En el mundo laboral, una mujer sola que quisiera hacer como Carolina Bescansa y llevar a su bebé a trabajar (sin un partido político detrás), es muy probable que tuviera más problemas de los que ya tenga. Vive en un Estado hipócrita que da cuatro meses de maternidad, recomienda que se dé el pecho como mínimo durante seis meses, y no ofrece suficientes plazas en guarderías públicas. Una mujer que quiera, por ejemplo, enfrentarse a injusticias de jefes machistas, si se revela o se enfrenta en reuniones directivas, puede terminar descalificada o apartada.
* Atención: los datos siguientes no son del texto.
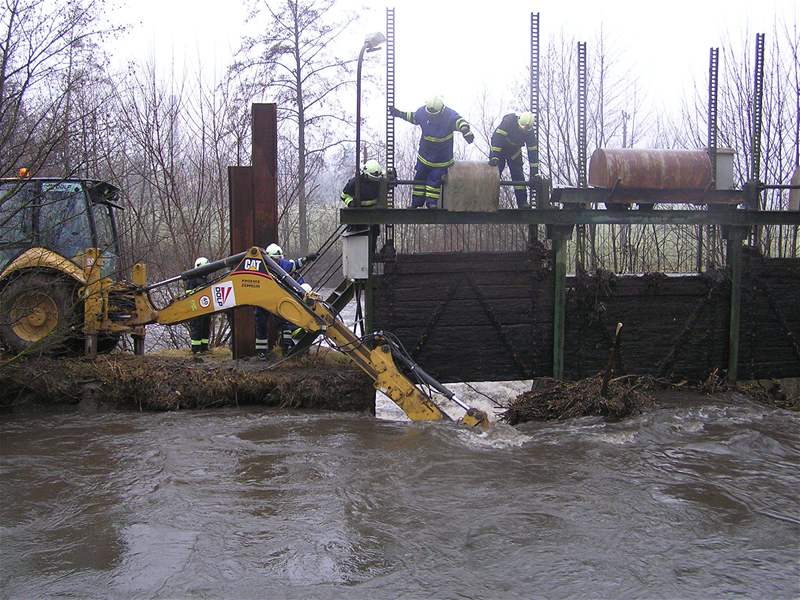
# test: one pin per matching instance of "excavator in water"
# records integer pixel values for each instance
(252, 278)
Estas cosas les pasaban a las sufragistas. Tenían problemas laborales y personales. La parte más dura no era que un policía les diera palos y las encarcelara. Lo peor era todo lo demás. 

Está claro que una mujer que luche por sus derechos hoy sufrirá y será atacada por hombres, e incluso por otras mujeres. Si no tiene un temperamento fuerte, podría hasta enfermar, porque el desamor y la enfermedad llevan lazos de sangre. Podría pagarlo con su propia vida, como las sufragistas. 
Es mejor no tener que morir, pero la lucha por los derechos no es un camino de pétalos de rosa, sino de espinas. La recompensa la recibirán probablemente otras mujeres, que ahora son niñas.